Romans 8:13-14

40) zo zult gij sterven;

Namelijk den eeuwigen dood, gelijk uit het leven dat hier beloofd wordt blijkt. En dit zegt de apostel niet om de gelovigen aan hunne zaligheid te doen twijfelen, want het tegendeel zal hij van Rom. 8:14 tot het einde van Rom. 8, krachtiglijk bewijzen; maar hij zegt dit om hen te meer tegen het vlees te wapenen en om de rechte gelovigen te onderscheiden van degenen, die zich voor gelovigen uitgeven en zulks inderdaad niet zijn, alzo zij met hun leven betuigen dat zij door Gods geest niet zijn wedergeboren, welke hij, door dit zware dreigement, tot nadenken en bekering wil brengen.

Ro 8.14

41) door den Geest

Namelijk die in u woont en u alrede kracht daartoe heeft gegeven, zo gij maar door gebeden en andere oefeningen der godzaligheid dezelve behoorlijk verwekt; 1 Cor. 15:10; 2 Tim. 1:6.

1Co 15.10 2Ti 1.6

42) de werkingen des lichaams

Dat is, de begeerlijkheden en bewegingen der zonde, die nog in u overig zijn.

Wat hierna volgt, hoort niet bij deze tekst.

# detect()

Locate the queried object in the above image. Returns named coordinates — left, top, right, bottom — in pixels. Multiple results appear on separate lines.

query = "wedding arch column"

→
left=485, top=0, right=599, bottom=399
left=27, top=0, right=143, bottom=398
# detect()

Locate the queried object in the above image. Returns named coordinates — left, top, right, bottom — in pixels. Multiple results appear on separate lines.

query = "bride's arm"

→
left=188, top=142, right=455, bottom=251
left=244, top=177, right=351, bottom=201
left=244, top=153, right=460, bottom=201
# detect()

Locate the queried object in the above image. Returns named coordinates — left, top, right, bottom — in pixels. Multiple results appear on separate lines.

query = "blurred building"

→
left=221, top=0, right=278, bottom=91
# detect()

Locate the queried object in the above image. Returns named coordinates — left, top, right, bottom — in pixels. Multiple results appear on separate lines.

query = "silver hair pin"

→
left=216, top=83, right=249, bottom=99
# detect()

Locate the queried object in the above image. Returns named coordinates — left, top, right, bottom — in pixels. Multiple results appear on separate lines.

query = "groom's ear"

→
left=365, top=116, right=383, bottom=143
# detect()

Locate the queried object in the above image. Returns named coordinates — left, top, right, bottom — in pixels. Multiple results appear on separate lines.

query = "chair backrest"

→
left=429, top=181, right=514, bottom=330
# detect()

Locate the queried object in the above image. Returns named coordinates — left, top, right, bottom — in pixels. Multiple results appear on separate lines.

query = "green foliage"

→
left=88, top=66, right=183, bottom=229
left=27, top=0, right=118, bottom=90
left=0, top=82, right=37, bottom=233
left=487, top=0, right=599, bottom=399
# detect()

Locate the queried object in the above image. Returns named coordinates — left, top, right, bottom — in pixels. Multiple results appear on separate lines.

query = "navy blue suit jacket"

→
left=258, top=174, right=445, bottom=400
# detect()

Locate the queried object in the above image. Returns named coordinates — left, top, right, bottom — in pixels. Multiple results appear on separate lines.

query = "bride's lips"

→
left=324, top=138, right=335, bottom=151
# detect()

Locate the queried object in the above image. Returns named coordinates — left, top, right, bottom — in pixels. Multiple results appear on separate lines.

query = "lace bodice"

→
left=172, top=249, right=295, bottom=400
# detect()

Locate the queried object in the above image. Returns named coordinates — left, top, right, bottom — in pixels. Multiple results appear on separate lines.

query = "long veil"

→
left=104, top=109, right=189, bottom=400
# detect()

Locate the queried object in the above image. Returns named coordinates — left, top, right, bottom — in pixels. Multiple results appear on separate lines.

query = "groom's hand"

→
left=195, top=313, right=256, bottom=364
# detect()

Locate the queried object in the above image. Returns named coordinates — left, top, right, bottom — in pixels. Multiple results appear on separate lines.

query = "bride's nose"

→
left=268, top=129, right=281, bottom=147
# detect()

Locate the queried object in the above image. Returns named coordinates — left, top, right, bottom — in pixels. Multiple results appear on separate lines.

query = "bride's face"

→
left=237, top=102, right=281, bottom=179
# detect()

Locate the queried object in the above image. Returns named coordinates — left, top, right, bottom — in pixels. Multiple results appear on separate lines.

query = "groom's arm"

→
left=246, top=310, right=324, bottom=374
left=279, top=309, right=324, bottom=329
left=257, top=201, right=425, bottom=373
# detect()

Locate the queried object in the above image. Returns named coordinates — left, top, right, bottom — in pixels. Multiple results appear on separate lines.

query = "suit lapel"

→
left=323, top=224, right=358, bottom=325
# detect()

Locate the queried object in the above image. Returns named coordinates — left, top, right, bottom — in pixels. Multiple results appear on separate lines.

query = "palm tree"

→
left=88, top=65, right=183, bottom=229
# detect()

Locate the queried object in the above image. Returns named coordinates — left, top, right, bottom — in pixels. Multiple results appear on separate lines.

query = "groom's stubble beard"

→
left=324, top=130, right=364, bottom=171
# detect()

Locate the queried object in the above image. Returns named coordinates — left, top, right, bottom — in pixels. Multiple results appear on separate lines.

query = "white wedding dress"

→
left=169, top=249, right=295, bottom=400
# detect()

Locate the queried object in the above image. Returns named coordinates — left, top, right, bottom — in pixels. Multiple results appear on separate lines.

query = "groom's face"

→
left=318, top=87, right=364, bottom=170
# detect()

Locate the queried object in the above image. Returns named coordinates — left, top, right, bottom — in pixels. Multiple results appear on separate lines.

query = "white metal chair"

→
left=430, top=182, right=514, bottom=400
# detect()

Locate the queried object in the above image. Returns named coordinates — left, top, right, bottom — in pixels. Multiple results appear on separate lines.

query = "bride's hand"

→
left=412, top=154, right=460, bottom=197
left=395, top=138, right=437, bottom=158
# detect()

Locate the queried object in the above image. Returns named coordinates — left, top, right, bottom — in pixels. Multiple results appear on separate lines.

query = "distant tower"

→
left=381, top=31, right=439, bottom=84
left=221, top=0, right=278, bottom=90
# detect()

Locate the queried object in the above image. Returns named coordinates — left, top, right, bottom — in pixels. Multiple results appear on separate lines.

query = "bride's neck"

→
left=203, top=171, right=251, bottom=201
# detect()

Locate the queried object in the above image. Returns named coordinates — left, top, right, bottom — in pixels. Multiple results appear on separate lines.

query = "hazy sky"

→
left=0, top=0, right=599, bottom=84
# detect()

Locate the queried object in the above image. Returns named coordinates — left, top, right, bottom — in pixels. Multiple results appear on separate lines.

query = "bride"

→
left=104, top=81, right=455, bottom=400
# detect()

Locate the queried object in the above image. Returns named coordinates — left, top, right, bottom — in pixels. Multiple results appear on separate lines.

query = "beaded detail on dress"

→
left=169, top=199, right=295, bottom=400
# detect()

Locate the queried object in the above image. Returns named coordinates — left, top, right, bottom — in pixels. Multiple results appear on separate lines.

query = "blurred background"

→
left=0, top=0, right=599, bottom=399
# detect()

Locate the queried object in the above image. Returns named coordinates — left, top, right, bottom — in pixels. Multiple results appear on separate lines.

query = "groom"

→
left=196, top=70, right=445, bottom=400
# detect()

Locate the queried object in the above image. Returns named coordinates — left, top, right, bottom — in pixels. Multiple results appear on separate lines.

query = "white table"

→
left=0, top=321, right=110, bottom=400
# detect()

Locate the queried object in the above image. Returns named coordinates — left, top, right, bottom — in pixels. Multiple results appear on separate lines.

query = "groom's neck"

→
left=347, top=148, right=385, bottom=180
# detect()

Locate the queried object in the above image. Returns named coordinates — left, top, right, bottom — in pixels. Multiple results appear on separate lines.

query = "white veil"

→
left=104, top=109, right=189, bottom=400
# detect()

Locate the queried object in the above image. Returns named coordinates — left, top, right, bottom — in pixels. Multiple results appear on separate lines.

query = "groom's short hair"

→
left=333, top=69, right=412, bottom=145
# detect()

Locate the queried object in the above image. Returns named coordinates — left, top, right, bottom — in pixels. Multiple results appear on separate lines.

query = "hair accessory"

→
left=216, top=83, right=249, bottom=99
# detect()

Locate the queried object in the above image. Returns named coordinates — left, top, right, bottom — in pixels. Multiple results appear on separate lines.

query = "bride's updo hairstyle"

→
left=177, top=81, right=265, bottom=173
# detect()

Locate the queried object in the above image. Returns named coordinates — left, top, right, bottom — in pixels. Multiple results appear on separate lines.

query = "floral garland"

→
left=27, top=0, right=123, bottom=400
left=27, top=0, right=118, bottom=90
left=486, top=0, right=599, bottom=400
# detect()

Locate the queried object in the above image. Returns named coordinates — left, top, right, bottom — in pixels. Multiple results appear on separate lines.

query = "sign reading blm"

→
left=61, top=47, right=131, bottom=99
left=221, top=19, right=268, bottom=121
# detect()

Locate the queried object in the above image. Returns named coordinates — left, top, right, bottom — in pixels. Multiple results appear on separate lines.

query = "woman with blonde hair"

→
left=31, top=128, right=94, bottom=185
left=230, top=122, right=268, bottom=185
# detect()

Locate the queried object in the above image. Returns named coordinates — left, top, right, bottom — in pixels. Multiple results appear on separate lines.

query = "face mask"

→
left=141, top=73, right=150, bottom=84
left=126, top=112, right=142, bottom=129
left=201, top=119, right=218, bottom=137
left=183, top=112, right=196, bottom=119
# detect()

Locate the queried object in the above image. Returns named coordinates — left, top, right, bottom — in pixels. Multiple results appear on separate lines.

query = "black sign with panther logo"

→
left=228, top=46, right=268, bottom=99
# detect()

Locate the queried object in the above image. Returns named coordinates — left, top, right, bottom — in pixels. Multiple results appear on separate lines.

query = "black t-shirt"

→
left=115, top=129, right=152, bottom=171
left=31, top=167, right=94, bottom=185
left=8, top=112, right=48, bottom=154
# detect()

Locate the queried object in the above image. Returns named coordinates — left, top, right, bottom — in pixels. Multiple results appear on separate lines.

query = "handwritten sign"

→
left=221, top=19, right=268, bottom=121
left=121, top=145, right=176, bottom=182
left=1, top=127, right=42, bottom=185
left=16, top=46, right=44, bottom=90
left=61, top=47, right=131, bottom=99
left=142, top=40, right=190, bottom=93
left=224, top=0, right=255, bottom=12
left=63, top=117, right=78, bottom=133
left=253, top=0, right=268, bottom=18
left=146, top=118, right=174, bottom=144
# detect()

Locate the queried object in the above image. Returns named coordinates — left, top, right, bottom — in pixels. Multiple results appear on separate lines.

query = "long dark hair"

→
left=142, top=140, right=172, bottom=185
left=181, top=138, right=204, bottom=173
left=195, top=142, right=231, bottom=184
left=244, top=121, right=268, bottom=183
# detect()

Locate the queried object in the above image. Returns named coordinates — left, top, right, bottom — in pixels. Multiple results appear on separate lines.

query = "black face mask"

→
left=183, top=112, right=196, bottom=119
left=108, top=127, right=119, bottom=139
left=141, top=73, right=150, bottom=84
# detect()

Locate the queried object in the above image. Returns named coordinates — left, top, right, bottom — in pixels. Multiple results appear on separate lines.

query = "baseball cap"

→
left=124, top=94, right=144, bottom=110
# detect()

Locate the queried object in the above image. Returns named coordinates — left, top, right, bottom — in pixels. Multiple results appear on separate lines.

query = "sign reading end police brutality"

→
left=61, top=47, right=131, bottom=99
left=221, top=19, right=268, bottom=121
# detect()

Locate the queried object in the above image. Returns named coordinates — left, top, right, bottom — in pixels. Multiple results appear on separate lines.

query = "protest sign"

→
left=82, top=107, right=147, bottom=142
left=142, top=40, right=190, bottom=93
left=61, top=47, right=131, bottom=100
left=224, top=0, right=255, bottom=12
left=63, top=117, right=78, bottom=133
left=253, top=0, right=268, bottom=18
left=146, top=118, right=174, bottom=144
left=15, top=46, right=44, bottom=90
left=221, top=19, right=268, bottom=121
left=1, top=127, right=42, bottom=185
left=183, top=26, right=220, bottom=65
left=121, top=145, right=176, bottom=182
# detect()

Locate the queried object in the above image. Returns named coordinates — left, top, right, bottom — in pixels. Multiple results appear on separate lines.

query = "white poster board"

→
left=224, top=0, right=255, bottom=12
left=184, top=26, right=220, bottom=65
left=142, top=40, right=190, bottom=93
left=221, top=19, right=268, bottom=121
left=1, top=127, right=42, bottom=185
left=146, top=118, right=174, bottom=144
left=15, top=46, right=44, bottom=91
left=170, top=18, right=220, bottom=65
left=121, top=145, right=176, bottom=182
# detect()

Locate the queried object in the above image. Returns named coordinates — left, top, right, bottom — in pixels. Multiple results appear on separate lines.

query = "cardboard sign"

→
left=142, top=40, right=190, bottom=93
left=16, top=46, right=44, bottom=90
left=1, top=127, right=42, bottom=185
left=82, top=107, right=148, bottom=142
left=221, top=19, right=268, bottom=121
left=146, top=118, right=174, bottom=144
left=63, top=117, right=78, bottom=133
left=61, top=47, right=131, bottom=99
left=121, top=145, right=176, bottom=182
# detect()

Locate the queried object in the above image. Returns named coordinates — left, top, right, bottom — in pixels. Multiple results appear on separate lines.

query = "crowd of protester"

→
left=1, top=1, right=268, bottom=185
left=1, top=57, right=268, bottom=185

43) doodt, zo zult gij leven.

Dat is, wederstaat, tenonder brengt, dat zij in u niet leven of heersen.

44) geleid worden,

Of, gedreven; dat is, in hun verstand verlicht, en in hun wil en genegenheden geregeerd en gestuurd worden, om te doen wat God behaagt.

45) die zijn kinderen Gods.

Dat is, die hebben de zekere kentekenen, dat zij van God door het geloof in Christus tot kinderen zijn aangenomen, Joh. 1:12, Ef. 1:13, hetwelk hij ook, door de eigen werking des Geestes, die de gelovigen ontvangen, in Rom. 8:15,16 bewijst.

Joh 1.12 Eph 1.13 Ro 8.15,16

Galatians 5:16-18

56) ik zeg: Wandelt

Dat is, dit is het, dat ik wil zeggen. Zie Gal. 3:17, en Gal. 4:1. Hij verklaart hier nader hetgeen hij gezegd had Gal. 5:13, en wijst het middel aan, waardoor het misbruik der vrijheid vermeden wordt.

Ga 3.17 4.1 5.13

57) door den Geest

Wanneer geest en vlees in den mens tegen elkander gesteld worden, zo wordt door den geest verstaan het deel des mensen, dat door den Geest is wedergeboren, en door het vlees de natuurlijke verdorvenheid, die de wedergeborenen nog aankleeft. Zie Rom. 8:1.

Ro 8.1

58) en volbrengt

Of, en gij zult niet volbrengen; aanwijzende welke vrucht daaruit zal volgen, als men naar den Geest wandelt. En zo zal dan dit het middel zijn, om het misbruik der vrijheid te verhoeden.

59) de begeerlijkheden

Dat is, de kwade gedachten, genegenheden, bewegingen en lusten der verdorven natuur, die den wedergeborenen nog aanhangen.

60) begeert tegen den Geest,

Dat is, de kwade lusten des vleses strijden tegen de goede lusten, die de Heilige Geest in de wedergeborenen verwekt.

61) staan tegen elkander,

Dat is, zijn tegenstrijdende lusten.

62) dat gij niet doet,

Dat is, altijd niet kunt volbrengen.

63) gij wildet.

Namelijk naar de goede lusten en begeerten, die de Heilige Geest in u gewrocht heeft; gelijk ook daarentegen de lusten des Geestes verhinderen dat gij de lusten des vleses volbrengt; Rom. 7:19, enz.

Ro 7.19
64) door den Geest

Namelijk alzo dat de Geest en de goede begeerlijkheden, die dezelve in u werkt, de overhand in u hebben, zodat gij u daardoor in de wegen Gods laat geleiden.

65) niet onder de wet.

Dat is, niet onder den dwang der wet, die door vrees van de dreiging der wet ontstaat, noch onder den vloek deszelven, noch onder het juk der ceremoni‰n. Want deze Geest, die de wedergeborenen leidt, is niet een Geest der dienstbaarheid tot vrees, maar der aanneming tot kinderen en der vrijheid. Zie Rom. 8:15; Gal. 4:6.